Abi fixa attentivement les noms sur le tableau.

— Ou alors, dans leurs noms ? Le Kissing Killer est quelqu'un d'intelligent. Suffisamment intelligent pour ne laisser vraiment aucun indice. Suffisamment intelligent pour se fondre à chaque fois dans la masse.

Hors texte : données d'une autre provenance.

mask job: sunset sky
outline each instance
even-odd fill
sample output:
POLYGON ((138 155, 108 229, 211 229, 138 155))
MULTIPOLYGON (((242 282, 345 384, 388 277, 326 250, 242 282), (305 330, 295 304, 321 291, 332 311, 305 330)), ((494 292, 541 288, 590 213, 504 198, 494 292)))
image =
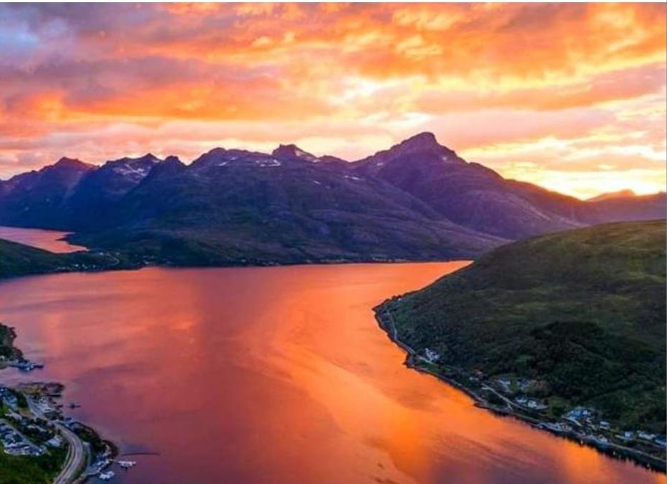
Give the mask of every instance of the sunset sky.
POLYGON ((0 178, 420 131, 581 198, 666 183, 664 4, 0 5, 0 178))

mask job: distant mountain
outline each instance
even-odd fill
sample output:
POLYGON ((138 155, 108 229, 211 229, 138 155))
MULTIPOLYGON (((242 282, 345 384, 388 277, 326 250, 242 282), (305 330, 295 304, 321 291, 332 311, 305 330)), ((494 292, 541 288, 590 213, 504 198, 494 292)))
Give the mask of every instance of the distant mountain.
POLYGON ((91 230, 109 223, 115 203, 148 176, 161 160, 149 153, 140 158, 108 161, 82 176, 60 208, 71 230, 91 230))
POLYGON ((355 164, 361 173, 410 193, 452 222, 510 239, 582 226, 585 202, 528 183, 506 180, 468 163, 421 133, 355 164))
POLYGON ((509 244, 377 310, 464 386, 480 372, 492 385, 532 381, 511 397, 544 400, 545 417, 582 406, 615 429, 664 433, 664 221, 509 244))
POLYGON ((181 264, 474 257, 508 240, 656 218, 662 199, 584 202, 506 180, 421 133, 356 162, 294 144, 152 154, 99 167, 63 158, 0 182, 0 224, 181 264))
POLYGON ((667 196, 664 192, 652 195, 610 197, 590 202, 596 216, 606 222, 626 222, 664 218, 667 196))
POLYGON ((67 223, 61 211, 79 182, 96 167, 61 158, 54 164, 0 182, 0 220, 4 225, 57 228, 67 223))
POLYGON ((49 272, 131 268, 123 258, 81 252, 54 254, 0 239, 0 279, 49 272))
POLYGON ((187 265, 467 257, 504 242, 303 153, 215 148, 189 166, 159 163, 114 206, 108 228, 74 238, 187 265))
POLYGON ((588 202, 602 202, 604 200, 611 200, 613 198, 630 198, 636 196, 636 194, 632 190, 619 190, 618 192, 608 192, 601 193, 596 196, 591 197, 588 202))

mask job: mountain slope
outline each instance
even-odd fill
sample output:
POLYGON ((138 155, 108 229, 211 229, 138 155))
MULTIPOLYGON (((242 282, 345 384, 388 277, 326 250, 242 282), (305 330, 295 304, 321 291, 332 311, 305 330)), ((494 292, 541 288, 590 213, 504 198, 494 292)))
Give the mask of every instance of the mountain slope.
POLYGON ((585 202, 468 163, 439 144, 432 133, 420 133, 354 164, 360 172, 395 185, 455 223, 506 238, 591 221, 585 202))
POLYGON ((0 279, 49 272, 101 270, 131 266, 111 254, 54 254, 0 239, 0 279))
POLYGON ((56 228, 66 223, 63 201, 93 165, 61 158, 39 171, 0 182, 0 220, 5 225, 56 228))
POLYGON ((159 164, 118 204, 113 228, 72 240, 189 265, 467 257, 504 242, 389 184, 293 154, 216 148, 187 166, 159 164))
POLYGON ((378 310, 399 340, 440 354, 438 371, 535 379, 552 406, 664 432, 663 221, 504 246, 378 310))
POLYGON ((605 222, 655 220, 665 218, 667 196, 662 192, 652 195, 608 197, 590 204, 596 216, 605 222))
POLYGON ((144 262, 227 265, 475 257, 508 240, 664 218, 656 198, 584 202, 506 180, 421 133, 364 160, 221 148, 0 182, 0 224, 76 233, 144 262))

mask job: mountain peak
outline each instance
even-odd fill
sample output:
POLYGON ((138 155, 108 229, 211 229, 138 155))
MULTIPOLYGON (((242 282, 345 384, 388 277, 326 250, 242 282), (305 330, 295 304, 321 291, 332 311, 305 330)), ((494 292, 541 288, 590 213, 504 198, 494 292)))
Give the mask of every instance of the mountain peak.
POLYGON ((316 161, 317 160, 317 157, 314 154, 304 151, 296 144, 280 144, 271 154, 276 158, 297 158, 306 161, 316 161))
POLYGON ((430 131, 423 131, 414 136, 412 136, 402 141, 400 145, 419 146, 422 148, 440 146, 440 144, 438 142, 438 140, 436 138, 436 135, 430 131))
POLYGON ((92 167, 92 165, 84 163, 81 160, 78 160, 75 158, 67 158, 67 156, 63 156, 55 162, 55 163, 52 165, 52 167, 87 169, 92 167))
POLYGON ((601 202, 603 200, 611 200, 612 198, 632 198, 637 194, 632 190, 619 190, 618 192, 609 192, 602 193, 588 200, 588 202, 601 202))

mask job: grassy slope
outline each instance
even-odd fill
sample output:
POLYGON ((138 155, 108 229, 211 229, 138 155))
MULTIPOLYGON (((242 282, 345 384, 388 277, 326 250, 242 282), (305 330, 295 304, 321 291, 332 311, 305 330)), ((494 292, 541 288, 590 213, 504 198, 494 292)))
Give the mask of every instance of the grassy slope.
MULTIPOLYGON (((0 355, 5 357, 21 355, 21 352, 13 346, 15 338, 15 334, 10 328, 0 324, 0 355)), ((4 411, 0 402, 0 416, 4 411)), ((0 483, 3 484, 51 482, 64 459, 64 449, 33 457, 8 455, 1 450, 1 447, 0 445, 0 483)))
POLYGON ((568 405, 664 431, 664 221, 510 244, 384 308, 445 364, 542 379, 568 405))
POLYGON ((0 239, 0 279, 82 268, 111 268, 119 267, 120 264, 110 256, 84 252, 54 254, 0 239))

Suffisamment intelligent pour que personne n'ait sa véritable identité. Suffisamment intelligent pour que personne ne revoie deux fois le même visage exact. Je pense donc qu'il est suffisamment intelligent pour ne rien faire au hasard. S'il l'a fait dans cet ordre là, il y a une signification ou une raison. Ou, au moins, qu'il y a un message qu'il veut que je comprenne. Mais quoi ?

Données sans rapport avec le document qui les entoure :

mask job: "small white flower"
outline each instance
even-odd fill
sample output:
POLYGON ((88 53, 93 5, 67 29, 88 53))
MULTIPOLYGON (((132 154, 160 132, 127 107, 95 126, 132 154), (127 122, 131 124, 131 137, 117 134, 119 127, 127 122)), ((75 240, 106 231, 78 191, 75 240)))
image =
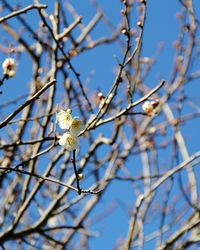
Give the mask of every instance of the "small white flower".
POLYGON ((143 105, 142 105, 142 109, 147 113, 151 113, 153 111, 153 105, 151 104, 150 101, 146 101, 143 105))
POLYGON ((73 135, 78 135, 83 129, 83 121, 81 121, 78 117, 74 117, 71 122, 70 133, 73 135))
POLYGON ((14 58, 6 58, 4 62, 2 63, 3 73, 4 75, 7 75, 8 77, 14 77, 16 74, 16 61, 14 58))
POLYGON ((77 150, 79 148, 79 139, 77 136, 66 132, 64 133, 59 140, 60 146, 65 146, 67 150, 77 150))
POLYGON ((70 128, 71 122, 72 122, 71 113, 72 113, 71 109, 67 109, 67 111, 64 111, 61 109, 58 112, 57 120, 58 120, 58 124, 59 124, 61 129, 69 129, 70 128))
POLYGON ((142 105, 142 109, 148 114, 148 115, 152 115, 152 114, 156 114, 157 112, 157 107, 159 105, 159 100, 152 100, 152 101, 146 101, 143 105, 142 105))

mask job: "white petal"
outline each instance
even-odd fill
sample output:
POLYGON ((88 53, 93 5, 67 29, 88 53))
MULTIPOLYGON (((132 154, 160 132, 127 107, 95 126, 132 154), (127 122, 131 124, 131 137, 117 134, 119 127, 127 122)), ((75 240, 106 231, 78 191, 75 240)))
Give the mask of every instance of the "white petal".
POLYGON ((78 117, 74 117, 71 122, 70 133, 73 135, 78 135, 84 129, 83 121, 78 117))
POLYGON ((57 114, 57 120, 61 129, 69 129, 72 121, 71 110, 61 110, 57 114))

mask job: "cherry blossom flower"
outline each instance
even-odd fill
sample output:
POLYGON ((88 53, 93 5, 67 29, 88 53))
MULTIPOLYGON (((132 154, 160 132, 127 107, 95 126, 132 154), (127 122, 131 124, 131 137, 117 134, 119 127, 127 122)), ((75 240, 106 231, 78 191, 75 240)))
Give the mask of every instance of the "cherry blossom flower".
POLYGON ((73 135, 78 135, 83 129, 83 121, 81 121, 78 117, 74 117, 71 122, 70 133, 73 135))
POLYGON ((59 124, 61 129, 69 129, 70 128, 71 122, 72 122, 71 113, 72 113, 71 109, 67 109, 67 111, 64 111, 61 109, 57 113, 57 120, 58 120, 58 124, 59 124))
POLYGON ((7 77, 14 77, 16 75, 16 61, 14 58, 6 58, 2 63, 3 73, 7 77))
POLYGON ((142 105, 142 109, 148 114, 148 115, 152 115, 152 114, 156 114, 156 108, 159 105, 159 100, 152 100, 152 101, 146 101, 144 102, 144 104, 142 105))
POLYGON ((76 135, 69 132, 64 133, 59 140, 60 146, 64 146, 67 150, 77 150, 79 148, 79 140, 76 135))

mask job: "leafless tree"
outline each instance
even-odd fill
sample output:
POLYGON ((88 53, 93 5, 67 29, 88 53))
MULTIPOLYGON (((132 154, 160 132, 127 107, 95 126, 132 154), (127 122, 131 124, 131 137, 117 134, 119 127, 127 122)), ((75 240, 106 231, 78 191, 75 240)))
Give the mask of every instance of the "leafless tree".
POLYGON ((113 249, 198 247, 200 151, 191 145, 200 115, 200 6, 175 1, 180 29, 171 72, 150 82, 163 53, 162 46, 152 57, 143 52, 152 1, 116 1, 117 24, 97 0, 80 1, 93 17, 68 0, 0 2, 1 60, 18 64, 15 77, 4 65, 0 82, 1 248, 91 249, 91 241, 105 241, 102 225, 118 207, 126 230, 113 249), (115 57, 108 48, 117 48, 115 57), (101 89, 90 53, 105 67, 113 60, 113 80, 105 76, 101 89), (89 73, 77 63, 82 56, 89 73), (21 73, 26 64, 29 80, 21 73), (17 96, 12 85, 28 93, 17 96), (61 109, 84 123, 78 150, 59 145, 61 109))

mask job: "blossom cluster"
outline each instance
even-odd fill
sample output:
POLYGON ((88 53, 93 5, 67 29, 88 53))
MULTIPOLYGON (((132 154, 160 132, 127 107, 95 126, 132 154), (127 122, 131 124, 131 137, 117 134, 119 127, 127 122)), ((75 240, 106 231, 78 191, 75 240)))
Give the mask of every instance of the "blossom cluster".
POLYGON ((14 77, 16 74, 17 64, 14 58, 8 57, 2 63, 3 74, 9 78, 14 77))
POLYGON ((146 101, 142 105, 142 109, 147 113, 147 115, 153 115, 157 112, 157 107, 159 105, 159 100, 146 101))
POLYGON ((61 129, 66 132, 60 137, 59 144, 67 150, 77 150, 79 148, 78 134, 84 129, 83 121, 78 117, 72 118, 71 109, 60 110, 57 113, 57 121, 61 129))

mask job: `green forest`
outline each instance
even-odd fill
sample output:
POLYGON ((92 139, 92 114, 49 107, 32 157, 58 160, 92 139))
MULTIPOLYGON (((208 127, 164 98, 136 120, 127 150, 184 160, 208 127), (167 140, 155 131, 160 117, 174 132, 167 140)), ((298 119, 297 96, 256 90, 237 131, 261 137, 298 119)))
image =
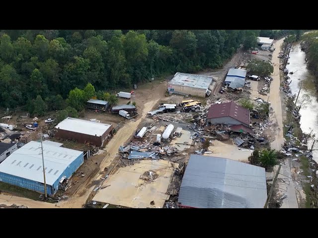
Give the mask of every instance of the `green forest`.
POLYGON ((260 34, 277 38, 281 36, 279 33, 271 30, 2 30, 0 106, 26 105, 32 111, 37 102, 42 105, 40 111, 67 106, 80 110, 82 106, 65 100, 76 93, 74 90, 82 93, 89 83, 104 95, 149 81, 152 75, 221 67, 240 46, 252 48, 260 34))

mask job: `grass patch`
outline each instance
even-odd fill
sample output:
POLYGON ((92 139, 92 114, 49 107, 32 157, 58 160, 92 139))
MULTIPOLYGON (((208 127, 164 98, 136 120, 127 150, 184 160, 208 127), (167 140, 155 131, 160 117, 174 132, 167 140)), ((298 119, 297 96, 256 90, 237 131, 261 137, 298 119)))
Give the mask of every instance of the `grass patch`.
POLYGON ((41 200, 40 193, 31 190, 0 182, 0 191, 8 192, 19 197, 26 197, 32 200, 41 200))
POLYGON ((303 189, 306 194, 306 202, 305 204, 305 206, 306 208, 311 208, 312 202, 310 199, 311 191, 310 190, 310 183, 307 182, 303 183, 303 189))

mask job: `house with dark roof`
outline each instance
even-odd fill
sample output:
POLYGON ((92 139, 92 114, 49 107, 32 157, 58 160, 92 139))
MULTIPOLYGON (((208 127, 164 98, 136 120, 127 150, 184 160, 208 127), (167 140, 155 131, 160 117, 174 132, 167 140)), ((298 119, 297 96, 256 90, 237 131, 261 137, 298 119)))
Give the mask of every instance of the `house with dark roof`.
POLYGON ((0 163, 6 159, 12 152, 18 149, 16 143, 0 142, 0 163))
POLYGON ((252 133, 249 128, 249 111, 233 101, 211 105, 207 120, 212 124, 242 125, 240 129, 243 128, 245 132, 252 133))
POLYGON ((265 169, 224 158, 191 155, 180 187, 181 208, 262 208, 265 169))

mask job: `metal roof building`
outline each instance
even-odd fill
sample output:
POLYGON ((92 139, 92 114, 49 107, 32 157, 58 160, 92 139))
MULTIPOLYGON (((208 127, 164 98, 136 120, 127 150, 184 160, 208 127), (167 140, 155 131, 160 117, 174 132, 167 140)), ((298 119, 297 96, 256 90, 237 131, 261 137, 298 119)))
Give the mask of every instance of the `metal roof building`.
POLYGON ((259 46, 261 46, 262 45, 264 44, 271 46, 274 40, 270 39, 269 37, 262 37, 259 36, 257 37, 257 41, 259 46))
POLYGON ((209 96, 216 83, 211 76, 198 75, 177 72, 168 84, 169 93, 209 96))
MULTIPOLYGON (((43 143, 48 194, 54 194, 63 176, 69 178, 83 163, 83 152, 43 143)), ((30 141, 0 164, 0 181, 44 192, 41 143, 30 141)))
POLYGON ((249 126, 249 111, 234 103, 213 104, 209 109, 208 120, 212 124, 249 126))
POLYGON ((0 163, 17 149, 16 143, 0 142, 0 163))
POLYGON ((192 154, 182 178, 178 202, 184 207, 261 208, 267 196, 263 168, 192 154))
POLYGON ((246 70, 240 68, 230 68, 227 76, 245 78, 246 76, 246 70))
POLYGON ((80 143, 89 143, 101 146, 110 136, 111 124, 67 118, 55 127, 55 137, 76 139, 80 143))
POLYGON ((109 104, 107 101, 89 99, 86 102, 87 109, 106 111, 109 104))

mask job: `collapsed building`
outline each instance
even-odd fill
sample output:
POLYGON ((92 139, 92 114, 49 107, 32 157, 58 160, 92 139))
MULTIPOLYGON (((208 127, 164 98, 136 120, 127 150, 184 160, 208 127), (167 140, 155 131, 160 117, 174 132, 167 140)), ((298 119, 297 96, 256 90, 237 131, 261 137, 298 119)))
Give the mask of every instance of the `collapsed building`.
POLYGON ((262 208, 265 169, 224 158, 191 155, 179 192, 179 206, 262 208))
POLYGON ((210 76, 178 72, 168 83, 168 92, 204 98, 210 95, 216 82, 210 76))
POLYGON ((211 124, 229 125, 235 131, 242 130, 252 134, 253 130, 249 127, 249 110, 233 101, 213 104, 209 109, 207 121, 211 124))
POLYGON ((224 80, 224 84, 228 85, 233 89, 243 87, 246 73, 246 70, 240 68, 230 68, 224 80))
POLYGON ((17 149, 18 147, 16 143, 0 142, 0 163, 17 149))
POLYGON ((112 130, 111 124, 67 118, 54 127, 54 134, 57 138, 102 146, 110 139, 112 130))
MULTIPOLYGON (((83 152, 43 144, 47 192, 54 195, 60 181, 70 178, 83 164, 83 152)), ((30 141, 14 151, 0 164, 0 181, 40 193, 44 193, 41 143, 30 141)))

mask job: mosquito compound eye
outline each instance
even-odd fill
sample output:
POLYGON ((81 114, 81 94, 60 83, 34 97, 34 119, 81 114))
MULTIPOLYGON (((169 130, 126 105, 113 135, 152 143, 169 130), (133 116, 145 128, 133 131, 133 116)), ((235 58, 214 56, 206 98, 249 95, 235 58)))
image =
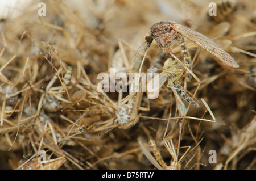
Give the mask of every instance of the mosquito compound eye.
POLYGON ((153 41, 153 37, 152 36, 150 36, 150 35, 146 36, 145 37, 145 40, 147 42, 151 43, 152 41, 153 41))

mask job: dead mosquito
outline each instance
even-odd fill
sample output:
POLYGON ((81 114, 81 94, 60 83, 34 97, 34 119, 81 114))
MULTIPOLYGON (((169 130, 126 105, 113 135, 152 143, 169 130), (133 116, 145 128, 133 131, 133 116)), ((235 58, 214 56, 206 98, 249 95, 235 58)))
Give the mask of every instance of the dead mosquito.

Abi regarda à nouveau attentivement les noms.

— Est-ce qu'il faut que je comprenne les choses en anagramme ? Non... Ce serait ridicule. Est-ce en lien avec le moment de la mort ?... Peut-être... Oh ! Attends une minute !

Elle bondit de son siège, saisit à nouveau l'éponge et effaça tous les noms, tout en prenant le soin de ne laisser que les premières lettres de chaque prénom.

— Mais oui ! Ça fait un I, un L, un O, un V et un E ! Autrement dit, "I LOVE" ! Il est amoureux, c'est encore plus certain. Et il lui faut un dernier meurtre pour compléter la phrase. Et je pense que ce dernier meurtre, ce sera moi. Ce qui explique pourquoi il a indiqué l'adresse du rendez-vous. Ce qui explique ce qu'il s'est passé, tout à l'heure. Ce qui explique pourquoi il a répondu "You", quand je lui ai demandé ce qu'il voulait. Je serai donc son ultime sacrifice, la dernière pièce de son puzzle, un crime passionnel... S'il veut me tuer, qu'il le fasse et qu'on en finisse. De toutes les façons, qu'ai-je d'autre à perdre ? Qu'ai-je à conserver ? J'ai perdu toute ma famille. J'ai trahi tous mes amis. J'ai déçu ceux qui avaient confiance en moi. Je ne suis même plus vierge. Mon boulot bat de l'aile. Je n'ai rien à perdre. Mourir est la meilleure des solutions. J'aurai toute ma vie vécu emprisonnée de mon passé, mais, paradoxalement, en le refoulant de toutes mes forces. J'aurai aimé. J'aurai survécu. Je suis prête à mourir dans les bras de celui qui m'aime au point d'arracher des vies humaines qui en valaient la peine rien que pour moi. Des vies qui vivaient pour quelque chose. Ivan vivait pour Grâce et pour son futur bébé. Lillian vivait pour Kronos. Oral vivait pour sa réputation. Vera vivait pour Brokenjaws. Elisha vivait pour son cartel. Je suis la seule qui ne vit pour rien. Peut-être dans mon dernier soupir, reconnaîtrai-je celui qui m'a tant aimée. Peut-être est-ce pour ça que je me sens observée : c'est mon mystérieux amoureux qui épie mes faits et gestes. Sauf que... Oui, c'est poétique, mais ça n'a pas de sens. Vraiment, pas de sens. S'il veut me tuer, pourquoi dit-il vouloir me protéger et me chérir ? Pourquoi menace-t-il de tuer mon père d'accueil, alors qu'il serait beaucoup plus facile de me tuer moi directement et surtout, que le puzzle n'en sera que plus parfait ?... Hum. On pense trouver une réponse, sauf que dix mille autres questions se posent. Il n'est pas facile de rentrer dans la tête d'un meurtrier.